7. It is best to choose healthier fats
➡️There are two basic kinds of fat: saturated and unsaturated. Eating a diet rich in saturated fat can raise your blood cholesterol level and increase your risk of heart disease. So eating less is important for heart health.
➡️Butter, lard, ghee, palm oil and coconut oil contain a high proportion of saturated fat. Other foods with a relatively high saturated fat content include cakes, chocolate, biscuits, pies and pastries. The white fat you see on red meat and underneath poultry skin is also high in saturated fat.
➡️Reducing saturated fat and replacing some of it with unsaturated fat may be good for your heart. Vegetable oils (such as rapeseed, olive, sunflower, soya, sesame oils) and fat spreads made from these oils are a healthier alternative to saturated fats. These are high in unsaturated fatty acids. Oily fish, including mackerel, sardines, pilchards and salmon, contain unsaturated fats called omega-3 fats, which can also help heart health.
8. We probably know that we should not have too many foods or drinks that are high in saturated fat, salt and sugar such as chocolate, cakes, biscuits, pastry, crisps and fried chips. If you include these, try to keep portion sizes small.
⭐Eating a healthy diet is not about strict limitations, staying unrealistically thin, or depriving yourself of the foods you love. Rather, it’s about feeling great, having more energy, improving your health, and boosting your mood.⭐
Keep well hydrated 💧
For a number of reasons, older people are at greater risk of dehydration than younger people.

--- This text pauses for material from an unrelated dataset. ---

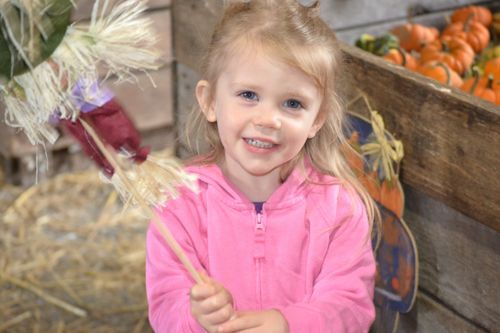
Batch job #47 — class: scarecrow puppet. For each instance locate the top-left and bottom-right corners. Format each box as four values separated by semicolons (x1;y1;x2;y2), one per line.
0;0;200;281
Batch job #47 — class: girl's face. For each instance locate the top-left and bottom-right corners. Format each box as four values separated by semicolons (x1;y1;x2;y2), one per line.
197;51;323;184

Ageing produces a decrease in our thirst sensation so it is easy for dehydration to go unnoticed. So as we age, it is especially important to drink plenty of water and other non-alcoholic beverages.
Early signs of dehydration include dizziness, tiredness and headaches. Long-term mild dehydration increases the risk of kidney stones, constipation and cholesterol problems, as well as diminished physical and mental performance.
Eight to ten drinks are recommended each day to replace fluid that is lost from the body. Water is a great choice but tea, coffee and fruit juice all count. You will need to drink more if the weather is hot or humid or if you are physically active.
It is really important not to restrict your fluid intake. If getting up during the night is an issue, you may like to consume more of your fluid earlier in the day.